Artist Kleomenis Kostopoulos, 52, said the mural “is not actually called ‘Maria Callas,’ but ‘Kalamata’ and my attempt was to paint Kalamata (the city) allegorically.”

Rather than portraying a stylized image of the diva, Kostopoulos said he aimed for a more grounded and human depiction. He incorporated elements that connect the people to their land: tree branches — which he considers the above-ground extension of roots — birds native to the area, and the well-known agricultural products.

“The dress I create on Maria Callas in ‘Kalamata’ is essentially all of this, all of this bloom, all of this fruition,” he said. “The blessed land that Kalamata itself has ... is where all of these elements of nature come from.”

Creating the mural was no small feat. Kostopoulos said it took around two weeks of actual work spread over a month due to bad weather. He primarily used brushes but also incorporated spray paint and a cherry-picker to reach all edges of the massive wall.

Papaefstathiou, the deputy mayor, said the mural has become a focal point.

“We believe this mural has helped us significantly in many ways, including in strengthening the city’s promotion as a tourist destination,” he said.

Beyond tourism, the mural has sparked conversations about art in public spaces. More building owners in Kalamata have already expressed interest in hosting murals.

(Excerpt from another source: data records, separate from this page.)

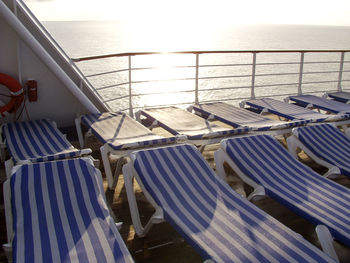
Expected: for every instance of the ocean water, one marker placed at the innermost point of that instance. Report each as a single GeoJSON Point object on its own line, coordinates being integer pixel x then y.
{"type": "Point", "coordinates": [81, 39]}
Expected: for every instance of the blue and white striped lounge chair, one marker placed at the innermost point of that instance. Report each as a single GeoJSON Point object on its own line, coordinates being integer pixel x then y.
{"type": "Point", "coordinates": [291, 111]}
{"type": "Point", "coordinates": [216, 221]}
{"type": "Point", "coordinates": [181, 122]}
{"type": "Point", "coordinates": [312, 101]}
{"type": "Point", "coordinates": [325, 144]}
{"type": "Point", "coordinates": [237, 117]}
{"type": "Point", "coordinates": [119, 135]}
{"type": "Point", "coordinates": [56, 212]}
{"type": "Point", "coordinates": [341, 96]}
{"type": "Point", "coordinates": [262, 162]}
{"type": "Point", "coordinates": [37, 141]}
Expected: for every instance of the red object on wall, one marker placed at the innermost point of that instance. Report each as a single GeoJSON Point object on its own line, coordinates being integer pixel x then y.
{"type": "Point", "coordinates": [32, 89]}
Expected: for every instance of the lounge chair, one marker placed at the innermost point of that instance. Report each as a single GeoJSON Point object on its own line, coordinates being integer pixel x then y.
{"type": "Point", "coordinates": [36, 141]}
{"type": "Point", "coordinates": [341, 96]}
{"type": "Point", "coordinates": [311, 101]}
{"type": "Point", "coordinates": [215, 220]}
{"type": "Point", "coordinates": [181, 122]}
{"type": "Point", "coordinates": [119, 135]}
{"type": "Point", "coordinates": [262, 162]}
{"type": "Point", "coordinates": [325, 144]}
{"type": "Point", "coordinates": [56, 212]}
{"type": "Point", "coordinates": [291, 111]}
{"type": "Point", "coordinates": [237, 117]}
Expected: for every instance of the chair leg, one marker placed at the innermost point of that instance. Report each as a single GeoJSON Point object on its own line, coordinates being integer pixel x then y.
{"type": "Point", "coordinates": [107, 166]}
{"type": "Point", "coordinates": [218, 158]}
{"type": "Point", "coordinates": [8, 167]}
{"type": "Point", "coordinates": [326, 241]}
{"type": "Point", "coordinates": [292, 146]}
{"type": "Point", "coordinates": [79, 132]}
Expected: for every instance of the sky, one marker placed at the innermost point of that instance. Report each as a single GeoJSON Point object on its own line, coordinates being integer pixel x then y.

“All of us — residents, and I personally — feel immense pride,” said tourism educator Dimitra Kourmouli.

Kostopoulos said he hopes the award will have a wider impact on the art community and make public art more visible in Greece.

“We see that such modern interventions in public space bring tremendous cultural, social, educational and economic benefits to a place,” he said. “These are good springboards to start nice conversations that I hope someday will happen in our country, as well.”